Just got through Cognition Episode 1.
The graphics: Alternate between a comic book style, right down to the font and text boxes in the subtitles, and an isometric view. The characters themselves seem reminiscent of The Walking Dead game from Telltale, slightly, albeit a bit more realistic than that. I liked it.
Characterization and story: Best part of the game. It's set in Boston and the accents are mostly there. Characters are mostly stock but it works. Erica Reed is a neat character - strong, sensitive, not afraid to use her power for good but stressed that it creates an unfair advantage over her boyfriend. The characters and story are, as they say, "wicked good." If there's one complaint I'd have to make with it, I'd say there are too many references to previous adventure games. Some subtle, some bashing you over the head and saying "Get it? It's Quest for Glory!"
The gameplay: a bit complex. Kudos to them for trying a bunch of different things in the interface, but with that comes the problem where you know what you want to do but you're not sure which command gets you to do that. There's a "Cognition" mode that you can go into to see residues of past events, but it carries over from one scene to the next. At one point I had it on, activated a cutscene, it took me to the next area, and I'm wondering why I can't access my inventory or save the game. Turns out this cognition mode was still on and I couldn't even tell. It would have been better if they'd made that more obvious. Also I ran into more than one technical glitch: dialogue where I had my back turned to someone and still talked to them, walking in mid-air, asking me if I want to skip a cutscene after it's over, that sort of thing. Luckily, nothing game-breaking, but enough that you notice it in the amount of gameplay, and speaking of which.
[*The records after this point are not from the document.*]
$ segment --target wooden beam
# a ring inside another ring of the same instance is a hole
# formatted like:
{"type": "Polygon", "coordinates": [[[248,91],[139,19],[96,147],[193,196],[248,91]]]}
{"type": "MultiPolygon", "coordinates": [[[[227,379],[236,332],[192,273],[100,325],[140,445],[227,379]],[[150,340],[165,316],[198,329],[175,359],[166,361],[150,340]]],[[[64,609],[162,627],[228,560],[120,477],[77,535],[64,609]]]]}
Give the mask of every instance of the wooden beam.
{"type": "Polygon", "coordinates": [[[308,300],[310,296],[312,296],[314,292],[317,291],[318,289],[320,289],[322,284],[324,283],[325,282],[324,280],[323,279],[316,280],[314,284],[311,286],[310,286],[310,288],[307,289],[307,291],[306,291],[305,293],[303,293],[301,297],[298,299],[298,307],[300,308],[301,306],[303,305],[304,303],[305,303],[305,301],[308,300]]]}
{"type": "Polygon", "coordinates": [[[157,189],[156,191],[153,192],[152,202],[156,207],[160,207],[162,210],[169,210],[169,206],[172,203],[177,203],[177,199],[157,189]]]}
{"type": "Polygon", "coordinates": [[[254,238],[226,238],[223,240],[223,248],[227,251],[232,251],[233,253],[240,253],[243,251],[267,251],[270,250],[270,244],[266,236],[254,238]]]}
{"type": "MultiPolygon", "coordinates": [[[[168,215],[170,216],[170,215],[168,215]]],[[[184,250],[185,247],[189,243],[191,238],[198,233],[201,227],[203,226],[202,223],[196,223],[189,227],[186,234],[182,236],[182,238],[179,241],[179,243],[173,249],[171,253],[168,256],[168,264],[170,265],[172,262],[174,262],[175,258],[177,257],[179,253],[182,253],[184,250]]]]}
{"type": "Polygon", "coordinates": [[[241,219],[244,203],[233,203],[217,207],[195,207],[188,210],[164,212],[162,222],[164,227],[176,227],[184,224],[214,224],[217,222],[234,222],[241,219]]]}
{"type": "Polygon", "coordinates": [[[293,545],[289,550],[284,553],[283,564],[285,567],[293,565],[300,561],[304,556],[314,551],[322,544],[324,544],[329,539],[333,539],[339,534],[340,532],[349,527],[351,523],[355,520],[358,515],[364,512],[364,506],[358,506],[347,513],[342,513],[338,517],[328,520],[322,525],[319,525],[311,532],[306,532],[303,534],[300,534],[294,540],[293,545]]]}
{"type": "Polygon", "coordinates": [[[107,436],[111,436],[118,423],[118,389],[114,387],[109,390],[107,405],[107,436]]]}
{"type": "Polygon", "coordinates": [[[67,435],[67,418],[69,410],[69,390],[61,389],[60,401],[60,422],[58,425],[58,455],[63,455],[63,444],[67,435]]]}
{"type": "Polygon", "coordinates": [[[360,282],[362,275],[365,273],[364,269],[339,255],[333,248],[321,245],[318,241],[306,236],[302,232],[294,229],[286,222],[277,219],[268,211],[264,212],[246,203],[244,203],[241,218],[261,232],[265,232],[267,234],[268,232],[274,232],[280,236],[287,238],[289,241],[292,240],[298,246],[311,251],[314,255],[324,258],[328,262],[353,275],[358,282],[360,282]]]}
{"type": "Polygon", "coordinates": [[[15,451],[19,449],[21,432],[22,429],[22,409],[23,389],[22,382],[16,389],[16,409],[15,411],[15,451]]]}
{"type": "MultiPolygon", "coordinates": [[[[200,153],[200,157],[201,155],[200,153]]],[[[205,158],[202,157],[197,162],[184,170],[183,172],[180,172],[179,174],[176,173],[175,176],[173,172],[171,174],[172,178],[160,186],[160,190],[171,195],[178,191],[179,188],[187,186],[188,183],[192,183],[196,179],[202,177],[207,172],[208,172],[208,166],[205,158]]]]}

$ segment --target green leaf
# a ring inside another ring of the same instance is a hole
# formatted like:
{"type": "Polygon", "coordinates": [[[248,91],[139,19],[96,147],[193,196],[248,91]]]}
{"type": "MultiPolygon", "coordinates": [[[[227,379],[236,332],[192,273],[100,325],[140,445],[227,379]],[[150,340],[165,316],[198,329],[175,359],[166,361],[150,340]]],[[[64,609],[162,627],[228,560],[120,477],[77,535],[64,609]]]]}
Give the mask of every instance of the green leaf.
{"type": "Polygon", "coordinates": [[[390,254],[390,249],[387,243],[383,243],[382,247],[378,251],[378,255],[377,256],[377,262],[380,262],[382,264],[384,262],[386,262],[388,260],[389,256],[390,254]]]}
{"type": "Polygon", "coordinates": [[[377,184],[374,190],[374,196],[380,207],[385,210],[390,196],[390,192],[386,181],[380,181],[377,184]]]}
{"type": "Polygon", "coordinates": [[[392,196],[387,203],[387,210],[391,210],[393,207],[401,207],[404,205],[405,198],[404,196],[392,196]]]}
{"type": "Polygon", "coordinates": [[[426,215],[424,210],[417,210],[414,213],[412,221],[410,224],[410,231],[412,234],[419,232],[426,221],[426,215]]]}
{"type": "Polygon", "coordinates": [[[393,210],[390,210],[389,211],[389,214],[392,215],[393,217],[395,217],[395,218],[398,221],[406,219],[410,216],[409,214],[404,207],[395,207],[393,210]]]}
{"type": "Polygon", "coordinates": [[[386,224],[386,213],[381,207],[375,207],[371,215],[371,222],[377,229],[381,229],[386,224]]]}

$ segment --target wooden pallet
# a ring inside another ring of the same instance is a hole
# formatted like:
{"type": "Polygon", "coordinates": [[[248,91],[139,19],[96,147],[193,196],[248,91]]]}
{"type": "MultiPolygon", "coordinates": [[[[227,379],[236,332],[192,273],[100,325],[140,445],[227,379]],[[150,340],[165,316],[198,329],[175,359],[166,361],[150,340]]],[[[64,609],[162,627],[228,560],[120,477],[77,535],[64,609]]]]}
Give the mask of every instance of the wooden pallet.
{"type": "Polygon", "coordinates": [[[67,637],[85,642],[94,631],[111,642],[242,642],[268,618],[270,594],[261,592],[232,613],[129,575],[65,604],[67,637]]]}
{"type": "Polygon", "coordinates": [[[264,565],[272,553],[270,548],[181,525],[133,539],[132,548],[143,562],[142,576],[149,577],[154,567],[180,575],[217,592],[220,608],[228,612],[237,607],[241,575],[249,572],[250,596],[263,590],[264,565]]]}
The length: Five hours. Ample for one episode. Given there are only four episodes instead of five, that's downright healthy.
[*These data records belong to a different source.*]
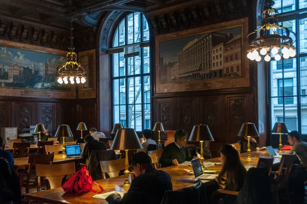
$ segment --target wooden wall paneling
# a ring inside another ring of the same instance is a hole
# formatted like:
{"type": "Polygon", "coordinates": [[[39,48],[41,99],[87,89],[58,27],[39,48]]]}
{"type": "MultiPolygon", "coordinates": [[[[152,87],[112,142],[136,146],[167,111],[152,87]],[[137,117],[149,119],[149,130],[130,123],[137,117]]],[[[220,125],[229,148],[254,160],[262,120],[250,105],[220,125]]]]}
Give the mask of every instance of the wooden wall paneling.
{"type": "Polygon", "coordinates": [[[243,123],[254,123],[252,101],[251,93],[225,96],[226,139],[228,142],[240,140],[237,135],[243,123]]]}
{"type": "Polygon", "coordinates": [[[11,126],[11,103],[0,101],[0,128],[11,126]]]}
{"type": "MultiPolygon", "coordinates": [[[[29,128],[35,125],[35,103],[33,102],[16,102],[15,125],[18,127],[18,132],[24,128],[29,128]]],[[[12,113],[14,114],[14,112],[12,113]]]]}
{"type": "Polygon", "coordinates": [[[177,98],[177,118],[179,128],[189,135],[194,125],[200,124],[200,97],[183,97],[177,98]]]}

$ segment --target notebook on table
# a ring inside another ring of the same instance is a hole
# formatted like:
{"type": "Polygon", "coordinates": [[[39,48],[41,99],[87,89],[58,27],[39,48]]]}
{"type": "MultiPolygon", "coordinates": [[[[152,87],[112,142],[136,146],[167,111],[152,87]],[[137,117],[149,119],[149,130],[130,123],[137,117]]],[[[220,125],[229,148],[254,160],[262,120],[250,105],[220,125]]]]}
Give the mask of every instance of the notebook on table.
{"type": "Polygon", "coordinates": [[[202,170],[201,160],[199,158],[191,161],[192,168],[195,178],[201,180],[214,180],[217,176],[217,174],[204,174],[202,170]]]}
{"type": "Polygon", "coordinates": [[[78,158],[81,157],[80,145],[66,145],[66,155],[69,158],[78,158]]]}
{"type": "Polygon", "coordinates": [[[271,155],[271,157],[281,158],[281,155],[279,154],[277,155],[272,146],[267,147],[267,150],[268,150],[268,152],[269,152],[269,154],[270,154],[270,155],[271,155]]]}

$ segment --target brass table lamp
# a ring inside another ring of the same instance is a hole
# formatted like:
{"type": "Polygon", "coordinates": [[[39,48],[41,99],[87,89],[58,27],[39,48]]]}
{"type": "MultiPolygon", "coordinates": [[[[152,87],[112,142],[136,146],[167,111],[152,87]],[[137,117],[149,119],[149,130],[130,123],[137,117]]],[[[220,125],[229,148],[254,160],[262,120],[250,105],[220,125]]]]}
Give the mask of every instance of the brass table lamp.
{"type": "Polygon", "coordinates": [[[209,127],[206,125],[195,125],[193,127],[192,133],[189,138],[189,141],[198,141],[201,144],[201,165],[203,171],[208,169],[204,166],[204,150],[203,144],[204,141],[214,141],[211,134],[209,127]]]}
{"type": "Polygon", "coordinates": [[[43,127],[43,125],[42,124],[38,124],[36,125],[35,126],[35,129],[33,131],[34,132],[38,132],[38,141],[40,141],[40,133],[41,132],[46,132],[46,130],[43,127]]]}
{"type": "Polygon", "coordinates": [[[273,127],[271,132],[272,133],[278,133],[279,134],[279,145],[278,153],[282,153],[282,141],[281,140],[281,134],[289,133],[288,128],[286,126],[286,124],[283,122],[276,122],[273,127]]]}
{"type": "Polygon", "coordinates": [[[85,123],[79,123],[76,130],[81,130],[81,138],[83,139],[82,131],[83,130],[87,130],[87,128],[86,128],[86,126],[85,126],[85,123]]]}
{"type": "Polygon", "coordinates": [[[154,128],[152,128],[152,131],[158,131],[158,143],[161,144],[161,140],[160,140],[160,133],[161,131],[164,131],[164,128],[163,127],[163,124],[162,123],[157,122],[155,124],[154,128]]]}
{"type": "Polygon", "coordinates": [[[254,159],[251,155],[251,145],[250,140],[251,137],[259,137],[259,134],[256,129],[255,124],[252,123],[245,123],[242,124],[240,131],[238,133],[239,137],[247,137],[247,154],[248,155],[245,158],[245,159],[254,159]]]}
{"type": "Polygon", "coordinates": [[[63,154],[61,156],[66,157],[65,153],[65,137],[74,136],[69,126],[68,125],[60,125],[54,136],[63,138],[63,148],[62,149],[63,154]]]}
{"type": "Polygon", "coordinates": [[[126,153],[126,159],[125,165],[126,169],[124,172],[125,175],[125,182],[120,187],[129,188],[130,182],[128,178],[130,172],[128,170],[129,162],[128,161],[128,150],[136,150],[143,148],[141,142],[136,131],[132,128],[121,128],[117,130],[115,138],[111,146],[111,150],[125,150],[126,153]]]}

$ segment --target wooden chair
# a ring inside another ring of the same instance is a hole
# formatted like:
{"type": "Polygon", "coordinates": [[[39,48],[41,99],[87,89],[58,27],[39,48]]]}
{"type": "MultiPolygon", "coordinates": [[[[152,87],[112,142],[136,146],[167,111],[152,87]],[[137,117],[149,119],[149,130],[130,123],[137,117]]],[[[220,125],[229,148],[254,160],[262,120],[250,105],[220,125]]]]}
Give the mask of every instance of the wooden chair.
{"type": "MultiPolygon", "coordinates": [[[[107,147],[107,148],[108,148],[108,145],[109,145],[109,140],[111,139],[111,137],[105,137],[105,138],[99,138],[99,141],[102,141],[102,142],[104,143],[104,145],[105,145],[105,147],[107,147]]],[[[111,146],[109,146],[111,147],[111,146]]]]}
{"type": "Polygon", "coordinates": [[[99,161],[103,179],[106,178],[105,173],[106,173],[110,178],[118,176],[120,171],[126,168],[125,159],[122,158],[111,161],[99,161]]]}
{"type": "Polygon", "coordinates": [[[27,156],[29,156],[30,146],[31,142],[14,142],[13,144],[13,156],[14,157],[24,157],[25,153],[27,153],[27,156]],[[28,149],[28,150],[26,150],[28,149]],[[19,155],[17,153],[19,153],[19,155]]]}
{"type": "Polygon", "coordinates": [[[23,182],[23,187],[26,188],[26,193],[28,193],[29,190],[36,188],[37,191],[40,189],[38,188],[37,180],[31,180],[31,170],[34,168],[36,165],[51,165],[53,161],[54,153],[50,154],[44,154],[41,155],[36,155],[30,154],[29,157],[29,167],[28,170],[25,172],[27,173],[27,180],[23,182]]]}
{"type": "MultiPolygon", "coordinates": [[[[39,150],[40,149],[40,148],[41,147],[43,149],[43,147],[45,145],[53,145],[53,140],[51,140],[51,141],[38,141],[37,142],[37,151],[36,152],[36,153],[37,154],[37,155],[39,154],[39,150]]],[[[46,152],[44,151],[43,154],[46,154],[46,152]]]]}
{"type": "Polygon", "coordinates": [[[235,149],[237,152],[238,152],[238,154],[240,154],[241,153],[241,147],[240,147],[240,144],[238,142],[230,144],[230,145],[235,149]]]}
{"type": "Polygon", "coordinates": [[[63,149],[63,146],[61,144],[55,145],[45,145],[45,152],[46,154],[54,152],[55,154],[58,154],[59,152],[61,152],[63,149]]]}
{"type": "Polygon", "coordinates": [[[50,189],[59,188],[61,186],[62,180],[67,175],[73,175],[76,173],[75,162],[61,164],[60,165],[36,165],[35,167],[37,177],[38,188],[40,189],[40,177],[46,177],[50,189]]]}
{"type": "Polygon", "coordinates": [[[160,167],[159,167],[159,165],[158,163],[158,158],[157,158],[157,155],[156,155],[156,154],[149,154],[148,155],[149,155],[149,156],[151,158],[151,164],[154,164],[154,166],[155,166],[155,168],[156,168],[156,169],[158,169],[160,167]]]}
{"type": "Polygon", "coordinates": [[[271,191],[277,203],[279,203],[278,191],[283,189],[286,190],[287,197],[289,203],[290,203],[291,202],[288,183],[295,156],[295,154],[283,154],[281,156],[280,166],[278,170],[277,171],[271,172],[271,174],[276,176],[275,178],[271,182],[271,191]]]}
{"type": "Polygon", "coordinates": [[[259,158],[258,163],[257,164],[257,168],[261,167],[265,165],[267,168],[267,170],[269,173],[269,176],[271,174],[271,170],[272,170],[272,167],[273,166],[273,161],[274,160],[274,157],[271,158],[259,158]]]}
The puzzles: Oftentimes there's more than one way to solve a puzzle. That's always a nice touch. What's not a nice touch is creating achievements for using the different methods - false replayability. The puzzles themselves aren't tough: a lot of them are figuring out when you can do something and when you can't. "Oh, so when I clicked this button the other three times and you said I didn't need this, NOW I need this."
The music: I'd say it's its weak point. They created a band - lead singer is the same person who voiced the main character - and it just fell flat. They tried to incorporate it into the story and it just seems kinda lame. There's some bigshot vice-president of a company and I'm to believe that he and his girlfriend chose some forgettable indie rock as "their song?" Anyway, I can look over that, I guess.
The verdict: It doesn't stand up to later Sierra point-and-clicks like Space Quest IV or King's Quest VI - okay in a couple of ways it reminds me of Police Quest III - but it could definitely go toe-to-toe with anything Telltale does, and I'd put the story on par with the Blackwell series (only this has better graphics!) So if those appeal to you, this will.